Nigeria’s fault lines, religious, ethnic, and political, have been widened over decades by leaders who profit from division. Extremism thrives not only because of violent actors but also because of silent enablers: leaders who refuse to condemn hate unequivocally, institutions that prioritise loyalty over morality, and systems that reward conformity rather than courage. In this context, Imam Abdullahi Abubakar’s life is both an inspiration and an indictment.
His example exposes the fallacy that religion must be aggressive to be relevant or intolerant to be powerful. True religious leadership, as he demonstrated, is moral leadership. It is the capacity to protect the vulnerable, even when they do not share your creed. It is the willingness to see the “other” first as a human being, not as an enemy, an infidel, or a statistic.
As Nigerians mourn his passing, we must resist the temptation to turn his legacy into mere symbolism. The greatest honour we can pay Imam Abdullahi Abubakar is not through words alone, but through replication. Religious leaders, across all faiths, must consciously redefine their influence: away from domination and toward dignity; away from fear and toward shared humanity.
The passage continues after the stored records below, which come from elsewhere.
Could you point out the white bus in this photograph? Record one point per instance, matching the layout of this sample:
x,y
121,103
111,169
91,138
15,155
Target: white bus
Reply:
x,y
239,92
“How I wish all Imams were like him,” many have said, and rightly so. But the aspiration must go further. We must wish for and work toward all religious leaders embodying this standard. Christianity, Islam, and all belief systems must reclaim their moral purpose as forces for peace, justice, and coexistence.
In a nation searching for unity amid diversity, Imam Abdullahi Abubakar leaves us with a timeless lesson: faith that does not protect humanity has failed its divine mandate. His life reminds us that leadership, religious or otherwise, is ultimately tested not by how many people follow you but by how many lives you are willing to save.
Imam Abdullahi Abubakar deserves more recognition, immortalisation, and national honour in death than many founding fathers who fought together for independence but left behind a deeply divided country. His name is a more enduring monument than the wealth-driven, self-centred honours often bestowed on political office holders. He will be better remembered if today’s leaders emulate his religious ideals and abandon the destructive agenda of domination in the name of God, a God who values life, not violence. God is humane, and any religion that sanctions the killing of His creation cannot be true to His values.
As we bid farewell to Imam Abdullahi Abubakar, may his legacy outlive him. And may Nigeria listen to the voice of reckoning and to the enduring truth that our diversity is an asset, not a liability.